Eusebio Insflan Candia, voisin de Maria, reproduit dans son enclos, des  chèvres et des cochons, pour leur lait ou pour leur chair. Sur les six hectares attenants, il cultive du coton, du tabac, du manioc et du sésame. « J’ai suivi tous les cours proposés par la financiera, et ça m´a beaucoup servi. Je veux que mes trois enfants aient ce que je n’ai pu avoir, avant tout de l´instruction.
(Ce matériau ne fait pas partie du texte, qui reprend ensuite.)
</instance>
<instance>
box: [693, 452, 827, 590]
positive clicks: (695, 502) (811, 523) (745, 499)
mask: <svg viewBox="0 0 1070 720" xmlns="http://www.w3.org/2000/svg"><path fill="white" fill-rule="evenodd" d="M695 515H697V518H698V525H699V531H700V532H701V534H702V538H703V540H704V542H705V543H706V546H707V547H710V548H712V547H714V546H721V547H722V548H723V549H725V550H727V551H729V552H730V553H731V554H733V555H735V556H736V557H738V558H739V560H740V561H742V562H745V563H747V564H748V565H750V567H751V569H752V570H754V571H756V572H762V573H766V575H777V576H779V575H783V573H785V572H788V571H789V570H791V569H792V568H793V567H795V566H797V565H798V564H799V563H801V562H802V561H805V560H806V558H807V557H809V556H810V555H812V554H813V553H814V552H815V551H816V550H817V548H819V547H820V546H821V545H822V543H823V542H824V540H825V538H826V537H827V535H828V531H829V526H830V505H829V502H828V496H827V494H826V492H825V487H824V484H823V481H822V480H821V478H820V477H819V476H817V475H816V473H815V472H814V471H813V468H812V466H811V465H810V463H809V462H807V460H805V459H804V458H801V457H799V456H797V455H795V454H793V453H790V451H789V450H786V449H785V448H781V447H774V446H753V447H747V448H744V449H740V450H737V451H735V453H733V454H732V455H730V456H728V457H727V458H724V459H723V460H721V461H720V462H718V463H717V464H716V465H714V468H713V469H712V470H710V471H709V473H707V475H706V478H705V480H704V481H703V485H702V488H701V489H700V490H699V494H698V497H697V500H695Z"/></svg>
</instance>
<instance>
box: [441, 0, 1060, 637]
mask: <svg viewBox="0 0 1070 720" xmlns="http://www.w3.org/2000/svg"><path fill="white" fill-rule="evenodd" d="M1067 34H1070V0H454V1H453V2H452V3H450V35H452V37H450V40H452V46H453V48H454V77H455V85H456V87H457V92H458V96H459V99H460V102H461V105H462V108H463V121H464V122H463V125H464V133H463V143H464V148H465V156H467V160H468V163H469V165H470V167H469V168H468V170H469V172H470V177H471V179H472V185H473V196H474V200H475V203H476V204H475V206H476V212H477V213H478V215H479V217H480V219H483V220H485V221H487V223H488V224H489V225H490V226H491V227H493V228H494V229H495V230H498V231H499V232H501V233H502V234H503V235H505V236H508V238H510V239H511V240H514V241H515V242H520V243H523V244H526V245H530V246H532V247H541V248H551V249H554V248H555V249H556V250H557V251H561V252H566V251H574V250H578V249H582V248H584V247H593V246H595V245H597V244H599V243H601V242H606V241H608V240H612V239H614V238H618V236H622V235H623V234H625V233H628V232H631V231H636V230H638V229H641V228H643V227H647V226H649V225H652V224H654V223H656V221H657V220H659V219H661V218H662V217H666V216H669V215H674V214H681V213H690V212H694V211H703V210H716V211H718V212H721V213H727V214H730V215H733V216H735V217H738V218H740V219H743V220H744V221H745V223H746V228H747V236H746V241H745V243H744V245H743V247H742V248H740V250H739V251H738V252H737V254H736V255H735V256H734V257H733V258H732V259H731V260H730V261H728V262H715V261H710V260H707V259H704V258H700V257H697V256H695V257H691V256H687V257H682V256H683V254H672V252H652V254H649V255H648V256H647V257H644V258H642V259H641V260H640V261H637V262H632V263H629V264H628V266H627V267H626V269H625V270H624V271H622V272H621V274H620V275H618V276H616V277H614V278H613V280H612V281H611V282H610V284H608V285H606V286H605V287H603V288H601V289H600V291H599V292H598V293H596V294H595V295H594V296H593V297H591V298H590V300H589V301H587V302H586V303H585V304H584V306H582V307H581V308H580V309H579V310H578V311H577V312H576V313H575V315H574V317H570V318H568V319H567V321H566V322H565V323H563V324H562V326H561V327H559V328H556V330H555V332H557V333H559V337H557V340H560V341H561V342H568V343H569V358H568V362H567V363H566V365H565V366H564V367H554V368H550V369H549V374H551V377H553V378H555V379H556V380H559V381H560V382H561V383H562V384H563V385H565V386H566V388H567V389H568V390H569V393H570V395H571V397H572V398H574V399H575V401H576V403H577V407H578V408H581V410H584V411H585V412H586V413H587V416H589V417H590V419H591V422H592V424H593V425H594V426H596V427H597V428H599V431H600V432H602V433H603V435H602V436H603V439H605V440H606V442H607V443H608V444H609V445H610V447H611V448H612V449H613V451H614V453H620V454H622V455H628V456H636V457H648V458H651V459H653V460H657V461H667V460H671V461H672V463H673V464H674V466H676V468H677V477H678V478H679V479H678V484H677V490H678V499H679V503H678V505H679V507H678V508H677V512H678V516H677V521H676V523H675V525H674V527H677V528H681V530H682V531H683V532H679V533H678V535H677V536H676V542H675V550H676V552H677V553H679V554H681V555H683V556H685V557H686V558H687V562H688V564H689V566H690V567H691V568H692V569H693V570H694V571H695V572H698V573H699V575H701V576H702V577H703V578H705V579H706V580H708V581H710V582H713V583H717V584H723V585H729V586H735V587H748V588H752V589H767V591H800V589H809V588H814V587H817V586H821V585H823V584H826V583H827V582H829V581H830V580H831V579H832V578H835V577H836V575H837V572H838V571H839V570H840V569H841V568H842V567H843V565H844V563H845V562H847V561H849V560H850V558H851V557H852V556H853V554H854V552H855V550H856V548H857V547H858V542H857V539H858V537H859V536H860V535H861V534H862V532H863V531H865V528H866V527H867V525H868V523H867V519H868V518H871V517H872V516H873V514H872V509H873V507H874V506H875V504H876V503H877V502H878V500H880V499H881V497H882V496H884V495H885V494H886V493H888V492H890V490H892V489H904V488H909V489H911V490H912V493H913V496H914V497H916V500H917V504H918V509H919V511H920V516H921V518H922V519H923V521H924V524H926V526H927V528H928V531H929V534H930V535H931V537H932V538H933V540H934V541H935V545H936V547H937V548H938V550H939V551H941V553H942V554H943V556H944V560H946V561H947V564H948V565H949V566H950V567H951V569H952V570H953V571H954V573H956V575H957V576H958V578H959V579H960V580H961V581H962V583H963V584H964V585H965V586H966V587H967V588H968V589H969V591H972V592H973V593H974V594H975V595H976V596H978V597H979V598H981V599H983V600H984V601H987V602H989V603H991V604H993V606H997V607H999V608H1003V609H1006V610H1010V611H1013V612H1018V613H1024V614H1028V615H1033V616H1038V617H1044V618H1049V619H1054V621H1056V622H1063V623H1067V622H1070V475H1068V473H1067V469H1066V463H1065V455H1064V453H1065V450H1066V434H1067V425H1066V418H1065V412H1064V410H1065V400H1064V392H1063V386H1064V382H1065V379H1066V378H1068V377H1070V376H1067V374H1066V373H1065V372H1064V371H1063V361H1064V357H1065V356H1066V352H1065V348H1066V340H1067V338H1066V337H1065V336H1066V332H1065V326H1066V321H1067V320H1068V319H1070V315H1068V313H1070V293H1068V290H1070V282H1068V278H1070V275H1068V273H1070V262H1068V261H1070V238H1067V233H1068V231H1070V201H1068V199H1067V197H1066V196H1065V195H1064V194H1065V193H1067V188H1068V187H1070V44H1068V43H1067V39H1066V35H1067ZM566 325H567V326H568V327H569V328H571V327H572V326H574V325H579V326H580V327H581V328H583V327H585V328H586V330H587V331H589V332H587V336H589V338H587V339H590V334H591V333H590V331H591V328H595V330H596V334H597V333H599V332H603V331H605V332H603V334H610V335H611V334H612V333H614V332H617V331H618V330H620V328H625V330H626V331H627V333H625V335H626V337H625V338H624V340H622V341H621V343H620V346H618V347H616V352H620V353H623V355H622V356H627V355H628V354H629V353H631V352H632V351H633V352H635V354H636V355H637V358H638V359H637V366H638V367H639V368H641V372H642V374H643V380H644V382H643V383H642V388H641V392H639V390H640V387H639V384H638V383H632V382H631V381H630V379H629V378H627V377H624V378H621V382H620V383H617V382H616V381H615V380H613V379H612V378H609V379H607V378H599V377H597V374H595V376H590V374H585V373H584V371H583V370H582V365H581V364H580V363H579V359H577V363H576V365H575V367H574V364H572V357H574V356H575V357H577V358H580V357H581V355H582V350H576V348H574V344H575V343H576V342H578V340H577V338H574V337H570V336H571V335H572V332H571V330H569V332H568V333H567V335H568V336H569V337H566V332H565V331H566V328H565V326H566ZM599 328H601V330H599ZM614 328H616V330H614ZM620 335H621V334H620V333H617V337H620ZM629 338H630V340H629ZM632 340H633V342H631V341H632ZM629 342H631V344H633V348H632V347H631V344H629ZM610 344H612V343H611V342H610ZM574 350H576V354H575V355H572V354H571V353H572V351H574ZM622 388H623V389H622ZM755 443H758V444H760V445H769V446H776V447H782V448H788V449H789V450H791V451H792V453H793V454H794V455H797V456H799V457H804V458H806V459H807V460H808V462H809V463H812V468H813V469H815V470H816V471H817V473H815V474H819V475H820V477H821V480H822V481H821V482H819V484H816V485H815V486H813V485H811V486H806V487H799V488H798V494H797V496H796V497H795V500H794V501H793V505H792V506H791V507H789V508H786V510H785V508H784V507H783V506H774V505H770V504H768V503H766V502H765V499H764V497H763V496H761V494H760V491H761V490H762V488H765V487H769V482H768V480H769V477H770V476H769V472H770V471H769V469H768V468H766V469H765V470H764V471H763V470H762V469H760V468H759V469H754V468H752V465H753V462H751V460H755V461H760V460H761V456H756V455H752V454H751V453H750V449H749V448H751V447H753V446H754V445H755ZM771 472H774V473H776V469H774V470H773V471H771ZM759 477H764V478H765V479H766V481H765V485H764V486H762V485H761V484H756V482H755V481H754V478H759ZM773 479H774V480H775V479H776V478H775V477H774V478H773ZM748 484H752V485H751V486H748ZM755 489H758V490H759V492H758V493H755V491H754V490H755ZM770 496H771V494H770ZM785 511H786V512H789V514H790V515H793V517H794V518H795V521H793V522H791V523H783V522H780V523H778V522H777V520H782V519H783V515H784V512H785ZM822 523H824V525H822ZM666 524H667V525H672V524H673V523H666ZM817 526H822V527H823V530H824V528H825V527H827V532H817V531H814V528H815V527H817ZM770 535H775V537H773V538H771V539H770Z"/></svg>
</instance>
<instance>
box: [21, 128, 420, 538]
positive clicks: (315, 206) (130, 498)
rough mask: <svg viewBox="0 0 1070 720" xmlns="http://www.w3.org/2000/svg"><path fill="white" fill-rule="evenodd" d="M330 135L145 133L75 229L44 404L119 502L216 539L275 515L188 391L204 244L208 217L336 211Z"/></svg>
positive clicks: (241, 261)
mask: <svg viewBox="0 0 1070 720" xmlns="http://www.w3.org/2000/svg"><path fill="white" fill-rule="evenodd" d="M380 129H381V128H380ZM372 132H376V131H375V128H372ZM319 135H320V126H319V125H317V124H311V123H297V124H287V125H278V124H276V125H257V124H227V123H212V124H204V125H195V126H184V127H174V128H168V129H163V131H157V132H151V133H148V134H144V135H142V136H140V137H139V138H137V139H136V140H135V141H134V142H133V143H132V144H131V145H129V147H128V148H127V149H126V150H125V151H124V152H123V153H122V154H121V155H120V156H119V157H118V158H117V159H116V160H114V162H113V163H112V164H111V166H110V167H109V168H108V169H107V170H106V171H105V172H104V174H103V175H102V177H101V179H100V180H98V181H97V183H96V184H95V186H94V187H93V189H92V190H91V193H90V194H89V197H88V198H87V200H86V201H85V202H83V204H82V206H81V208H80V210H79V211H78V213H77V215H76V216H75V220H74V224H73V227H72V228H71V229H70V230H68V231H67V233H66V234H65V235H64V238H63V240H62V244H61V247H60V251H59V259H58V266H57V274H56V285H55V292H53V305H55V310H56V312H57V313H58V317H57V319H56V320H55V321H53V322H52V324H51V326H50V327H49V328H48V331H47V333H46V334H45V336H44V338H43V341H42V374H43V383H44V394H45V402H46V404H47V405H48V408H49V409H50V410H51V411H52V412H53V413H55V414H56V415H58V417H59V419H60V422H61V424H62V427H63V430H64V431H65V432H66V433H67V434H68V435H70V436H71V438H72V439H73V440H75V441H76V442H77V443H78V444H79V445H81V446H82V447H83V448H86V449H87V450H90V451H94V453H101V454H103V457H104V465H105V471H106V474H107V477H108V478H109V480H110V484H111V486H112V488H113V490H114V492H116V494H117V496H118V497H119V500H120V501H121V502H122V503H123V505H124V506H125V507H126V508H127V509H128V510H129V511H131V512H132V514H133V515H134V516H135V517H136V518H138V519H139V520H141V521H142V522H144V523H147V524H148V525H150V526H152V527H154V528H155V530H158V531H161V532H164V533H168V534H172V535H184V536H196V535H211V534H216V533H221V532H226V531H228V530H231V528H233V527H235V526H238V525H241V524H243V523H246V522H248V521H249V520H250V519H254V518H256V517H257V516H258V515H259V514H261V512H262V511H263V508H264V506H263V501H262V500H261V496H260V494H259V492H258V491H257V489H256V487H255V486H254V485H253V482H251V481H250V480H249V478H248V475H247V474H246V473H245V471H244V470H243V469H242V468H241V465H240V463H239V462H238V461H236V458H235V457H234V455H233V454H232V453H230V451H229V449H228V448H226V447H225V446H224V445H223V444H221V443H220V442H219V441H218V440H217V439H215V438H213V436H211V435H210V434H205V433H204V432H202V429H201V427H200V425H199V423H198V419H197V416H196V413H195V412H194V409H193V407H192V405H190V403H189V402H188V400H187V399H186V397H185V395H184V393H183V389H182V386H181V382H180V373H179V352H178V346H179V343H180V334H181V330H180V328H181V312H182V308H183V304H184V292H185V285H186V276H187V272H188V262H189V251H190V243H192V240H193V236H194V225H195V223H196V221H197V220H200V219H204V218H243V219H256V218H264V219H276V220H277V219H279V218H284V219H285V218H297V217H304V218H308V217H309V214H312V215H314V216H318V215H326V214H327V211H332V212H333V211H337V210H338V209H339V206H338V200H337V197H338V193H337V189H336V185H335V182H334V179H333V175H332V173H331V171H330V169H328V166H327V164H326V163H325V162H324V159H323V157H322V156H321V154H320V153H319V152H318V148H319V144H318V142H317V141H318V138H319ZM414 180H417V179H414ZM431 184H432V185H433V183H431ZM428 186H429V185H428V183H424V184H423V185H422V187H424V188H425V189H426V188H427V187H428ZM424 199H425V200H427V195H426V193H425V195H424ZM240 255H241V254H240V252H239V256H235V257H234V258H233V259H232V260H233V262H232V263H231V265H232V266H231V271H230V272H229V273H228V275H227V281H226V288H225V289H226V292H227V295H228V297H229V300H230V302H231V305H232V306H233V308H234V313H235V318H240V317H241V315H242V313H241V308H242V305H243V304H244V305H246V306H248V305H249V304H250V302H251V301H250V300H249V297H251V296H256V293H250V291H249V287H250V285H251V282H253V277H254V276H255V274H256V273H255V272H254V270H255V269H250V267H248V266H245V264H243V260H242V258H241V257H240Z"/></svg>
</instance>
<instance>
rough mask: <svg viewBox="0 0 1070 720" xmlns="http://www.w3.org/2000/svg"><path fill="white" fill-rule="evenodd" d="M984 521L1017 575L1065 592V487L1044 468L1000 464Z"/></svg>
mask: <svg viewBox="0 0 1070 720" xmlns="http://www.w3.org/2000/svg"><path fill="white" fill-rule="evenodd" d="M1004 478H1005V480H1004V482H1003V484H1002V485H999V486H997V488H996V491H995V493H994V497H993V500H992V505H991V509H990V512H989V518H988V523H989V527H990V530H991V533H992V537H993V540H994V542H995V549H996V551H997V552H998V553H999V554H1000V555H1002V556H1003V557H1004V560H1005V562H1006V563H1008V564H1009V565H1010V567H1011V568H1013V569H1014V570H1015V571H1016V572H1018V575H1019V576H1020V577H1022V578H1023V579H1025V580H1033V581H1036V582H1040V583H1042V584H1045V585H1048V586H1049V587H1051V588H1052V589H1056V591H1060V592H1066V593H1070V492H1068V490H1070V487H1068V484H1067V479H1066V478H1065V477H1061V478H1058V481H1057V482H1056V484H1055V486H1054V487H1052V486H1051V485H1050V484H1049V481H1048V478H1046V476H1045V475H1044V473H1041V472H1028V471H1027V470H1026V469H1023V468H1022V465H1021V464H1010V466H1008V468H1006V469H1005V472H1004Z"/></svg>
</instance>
L´aîné a 21 ans, il m´aide mais il étudie l´informatique ».

Eusebio Insflan Candia, voisin de Maria, reproduit dans son enclos, des  chèvres et des cochons, pour leur lait ou pour leur chair.(Photo : DR)

Eusebio Insflan Candia, voisin de Maria, reproduit dans son enclos, des chèvres et des cochons, pour leur lait ou pour leur chair.
(Photo : DR)

Tout le monde y trouve son compte

Dans un pays où un tiers du PIB provient de secteur agricole, El comercio a adapté son offre : « Le micro crédit agricole était comme un tabou, un monde inconnu dans lequel nous nous sommes lancés il y a 20 ans, raconte avec passion Teresa Velilla, vice-présidente de la société. Mais on a aidé nos « micro-patrons » à prospérer, et c´est une opportunité merveilleuse d´aider des gens à sortir de la pauvreté absolue, dans ce pays où tout est à faire ».

Par le biais de 38 agences, et 56 000 clients, « El Comercio » a apporté 50 millions de dollars au microcrédit, 4 millions au seul « crédit d´élevage ». Grand succès : la surface plantée en sésame, parfaitement adapté au climat local, est passée de 200 à 70 000 hectares. La récolte des petits agriculteurs s´exporte entièrement en Asie. « Nous employons 450 personnes, précise Teresa Velilla, et le microcrédit permet à des familles entières de rester dans leur ville ou village, et d´éviter l´exode vers la capitale, ou l´étranger ».

Sa société verse les fameuses remesas, les sommes d´argent envoyées par un parent exilé : 50 000 transferts par mois, car un million et demi de paraguayens travaillent en Argentine, 90 000 en Espagne, 60 000 aux Etats-Unis. L´ensemble des remesas annuelles est évalué à 750 millions de dollars, l’un des premiers postes du PIB.

El Comercio tente de capter les envois, en proposant aux exilés, ou à leurs proches, de faire fructifier « le sacrifice » d´expatriés qui ont fui la pauvreté et le manque d´opportunités. Comme Maria Teresa Lopez, à San Ignacio : deux de ses douze enfants travaillent en Grande Bretagne depuis quatre ans. En attendant leur retour, elle investit l´argent reçu dans une nombreuse basse cour, un potager et agrandit la maison en bois.